In 1921, the area was named Red Square. After the demolition of the Imperial-era buildings took place by the Soviet authorities, new government buildings were erected on the square. In 1937, the square was paved with stones for the first time. In 1955, the administrative building of Kazpotrebsoyuz was built on the corner of Panfilov Street. A monument to Soviet statesman Vladimir Lenin was erected on October Revolution Day on 7 November 1957. That same year, a construction of a new government building of Kazakh SSR was completed which is now KBTU Building. Additionally, the square was renamed to Lenin Square.

After Brezhnev Square was opened in the city in 1980, the area was nicknamed "old square". In 1987 the Alley of Busts memorial complex was established on the square to commemorate the 70th anniversary of the October Revolution. The Lenin monument was moved to another location in 1991.

In 1997, the square was renamed once again to honor the newly established capital of Kazakhstan, Astana.

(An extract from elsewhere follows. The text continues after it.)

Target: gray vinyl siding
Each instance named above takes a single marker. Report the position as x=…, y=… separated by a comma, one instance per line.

The reconstruction of the square was completed in September 2017. The number of lanes of the carriageway was reduced, and pedestrians with traffic flows were separated by bollards. In the freed up space, bicycle paths have been laid, granite paving stones have been laid, and landscaping has been carried out with sod and lavender beds. The staircase esplanade has been renewed, where an open amphitheater is equipped, in front of it there are two dry fountains illuminated at night.